"The monetary policy committee (MPC) surprised the financial markets once again in October. Five of its six members voted to leave policy interest rates at current levels even though it switched its stance from neutral to calibrated tightening. Only Chetan Ghate voted for a rate hike while Ravindra Dholakia voted to stick to the neutral stance. Most polls of the private sector economists had shown an overwhelming expectation that interest rates would be raised for the third time in a row. The MPC majority thought otherwise.
There is a deeper puzzle here. The Indian central bank as well as the economists it surveys expect consumer price inflation to come down in the months ahead, before rising once more. This is perhaps the first time in recent memory when Indian inflation is expected to be muted despite higher global oil prices, a weaker rupee and a poor monsoon. They are usually the catalysts for accelerating inflation. The Reserve Bank of India (RBI) inflation forecast model broadly estimates that a 10% increase in oil prices pushes up inflation by 20 basis points. There are two forces at play. Higher oil prices feed into input costs across the economy while they also have a smaller disinflationary impact because of lower aggregate demand.
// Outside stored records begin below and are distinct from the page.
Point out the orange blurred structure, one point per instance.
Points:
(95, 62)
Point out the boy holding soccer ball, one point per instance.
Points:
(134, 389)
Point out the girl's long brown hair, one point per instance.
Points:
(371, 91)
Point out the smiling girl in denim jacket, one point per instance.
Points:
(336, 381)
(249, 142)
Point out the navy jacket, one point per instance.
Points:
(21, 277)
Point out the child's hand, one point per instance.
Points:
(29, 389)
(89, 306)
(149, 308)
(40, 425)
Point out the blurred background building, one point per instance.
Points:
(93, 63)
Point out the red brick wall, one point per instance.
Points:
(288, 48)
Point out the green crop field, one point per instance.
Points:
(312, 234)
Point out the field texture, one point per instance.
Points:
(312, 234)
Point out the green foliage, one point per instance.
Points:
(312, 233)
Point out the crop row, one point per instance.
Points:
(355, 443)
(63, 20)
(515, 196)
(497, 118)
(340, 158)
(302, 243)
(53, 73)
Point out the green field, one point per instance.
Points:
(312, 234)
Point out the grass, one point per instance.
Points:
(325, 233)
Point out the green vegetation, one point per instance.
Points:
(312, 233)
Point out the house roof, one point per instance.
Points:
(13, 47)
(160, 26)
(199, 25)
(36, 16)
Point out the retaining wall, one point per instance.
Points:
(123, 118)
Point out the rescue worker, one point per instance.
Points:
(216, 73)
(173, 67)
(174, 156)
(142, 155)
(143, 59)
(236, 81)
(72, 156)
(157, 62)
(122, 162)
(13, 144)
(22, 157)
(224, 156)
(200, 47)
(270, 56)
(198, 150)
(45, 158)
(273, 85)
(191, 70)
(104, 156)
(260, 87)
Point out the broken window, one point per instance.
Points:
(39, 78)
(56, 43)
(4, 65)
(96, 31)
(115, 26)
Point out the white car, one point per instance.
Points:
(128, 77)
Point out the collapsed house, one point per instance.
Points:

The baseline assumptions used by the RBI have changed since April. The Indian crude oil basket is now assumed to be at $80 a barrel rather than $68. The exchange rate used in the forecast model is ₹72.5 to a dollar rather than ₹65.5. The monsoon is 9% below the long period average compared to the April assumption of a normal monsoon. This is a combination of factors that should usually send inflation shooting up. What is happening?"